The Trump administration has extended its rollback of environmental regulations to offshore drilling, proposing revisions to safety standards adopted in the wake of the Deepwater Horizon rig disaster.
The Interior Department’s Bureau of Safety and Environmental Enforcement said the changes to the Production Safety Rule, which were published Friday, will reduce industry compliance burdens by at least $228 million over 10 years.
The rule addresses safety and pollution prevention equipment, subsea safety devices and safety device testing for the production of oil and gas resources on the U.S. outer continental shelf (OCS). The American Petroleum Institute, an industry group, has warned that the regulations would reduce capital investment in the Gulf of Mexico by $4 billion a year and threaten 50,000 industry jobs.
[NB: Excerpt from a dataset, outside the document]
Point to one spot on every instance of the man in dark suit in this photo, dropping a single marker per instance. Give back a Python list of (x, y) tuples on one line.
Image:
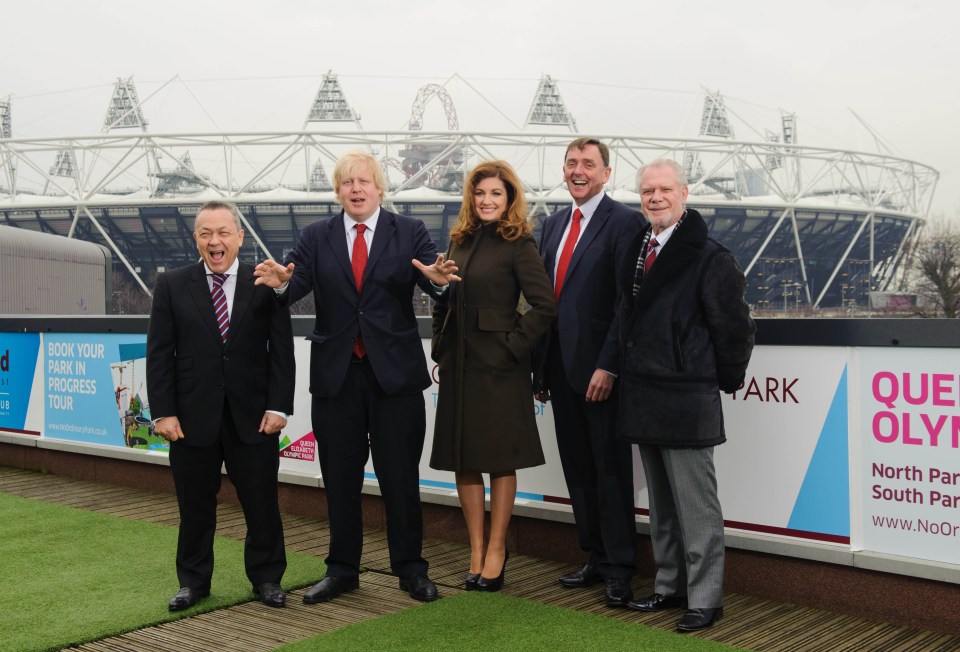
[(577, 365), (671, 382), (220, 378), (367, 367)]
“It’s time for a paradigm shift in the way we regulate the OCS,” BSEE Director Scott A. Angelle said in a news release.
“There was an assumption made previously that only more rules would increase safety, but ultimately it is not an either/or proposition,” he added. “We can actually increase domestic energy production and increase safety and environmental protection.”
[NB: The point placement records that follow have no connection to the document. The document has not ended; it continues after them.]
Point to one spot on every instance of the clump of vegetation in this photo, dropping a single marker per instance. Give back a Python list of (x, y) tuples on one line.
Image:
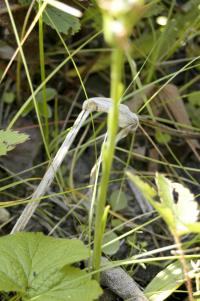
[(98, 101)]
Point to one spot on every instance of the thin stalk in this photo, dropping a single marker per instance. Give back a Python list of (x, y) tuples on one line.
[(184, 265), (108, 154), (42, 74), (19, 61)]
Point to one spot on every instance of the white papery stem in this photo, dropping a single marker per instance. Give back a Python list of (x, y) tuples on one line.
[(50, 173), (128, 121)]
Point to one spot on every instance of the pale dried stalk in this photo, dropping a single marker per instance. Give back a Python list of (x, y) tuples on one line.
[(50, 173), (127, 120)]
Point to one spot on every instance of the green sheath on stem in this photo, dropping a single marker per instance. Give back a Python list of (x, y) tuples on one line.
[(108, 154)]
But environmentalists expressed dismay at the proposal, saying it would make the U.S. vulnerable to a repeat of the 2010 Deepwater Horizon blowout, which spewed 4.9 million barrels of oil into the sea.
“Rolling back drilling safety standards while expanding offshore leasing is a recipe for disaster,” Miyoko Sakashita, director of the oceans program at the Center for Biological Diversity, said. “By tossing aside the lessons from the Deepwater Horizon oil spill, Trump is putting our coasts and wildlife at risk of more deadly oil spills.”
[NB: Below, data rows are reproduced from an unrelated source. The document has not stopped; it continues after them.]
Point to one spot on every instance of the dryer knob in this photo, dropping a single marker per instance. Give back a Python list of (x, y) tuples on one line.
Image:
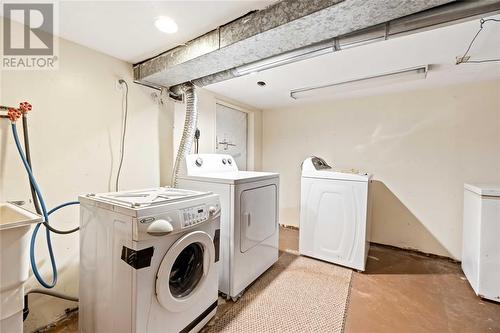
[(160, 228), (212, 210)]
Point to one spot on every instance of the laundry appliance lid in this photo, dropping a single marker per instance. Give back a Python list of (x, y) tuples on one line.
[(336, 175), (234, 177), (490, 190), (148, 197)]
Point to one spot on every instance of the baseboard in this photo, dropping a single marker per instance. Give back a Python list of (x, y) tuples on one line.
[(405, 249)]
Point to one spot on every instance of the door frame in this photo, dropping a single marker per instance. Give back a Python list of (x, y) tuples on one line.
[(251, 128)]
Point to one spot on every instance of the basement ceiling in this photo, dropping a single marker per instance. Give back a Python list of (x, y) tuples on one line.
[(125, 29), (437, 47)]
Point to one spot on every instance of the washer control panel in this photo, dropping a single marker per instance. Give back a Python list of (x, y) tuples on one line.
[(194, 215)]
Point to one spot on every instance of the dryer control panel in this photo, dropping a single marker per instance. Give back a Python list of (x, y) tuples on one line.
[(194, 215)]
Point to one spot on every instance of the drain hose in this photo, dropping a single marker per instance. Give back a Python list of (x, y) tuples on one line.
[(189, 129)]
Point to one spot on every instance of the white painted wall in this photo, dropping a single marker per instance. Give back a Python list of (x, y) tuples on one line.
[(421, 147), (75, 129), (207, 102)]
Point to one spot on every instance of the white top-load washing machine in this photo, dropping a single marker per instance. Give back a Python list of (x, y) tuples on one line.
[(249, 216), (334, 214), (148, 261)]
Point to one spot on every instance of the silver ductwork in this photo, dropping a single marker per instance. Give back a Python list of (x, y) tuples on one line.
[(190, 123), (290, 27)]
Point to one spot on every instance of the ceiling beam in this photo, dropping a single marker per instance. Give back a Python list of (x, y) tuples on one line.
[(283, 27)]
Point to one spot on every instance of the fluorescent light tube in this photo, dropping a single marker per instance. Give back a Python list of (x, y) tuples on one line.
[(404, 75), (282, 59)]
The proposal reduces some of industry’s obligations, for example by dropping requirements that many plans and drawings of safety systems on offshore oil platforms must be stamped and signed by professional engineers and that installed systems of pumps and valves must be safety tested.
The administration is also expected in February to propose changes to the Well Control Rule, which governs the way offshore oil and gas drillers ensure that wells will not experience a catastrophic blowout.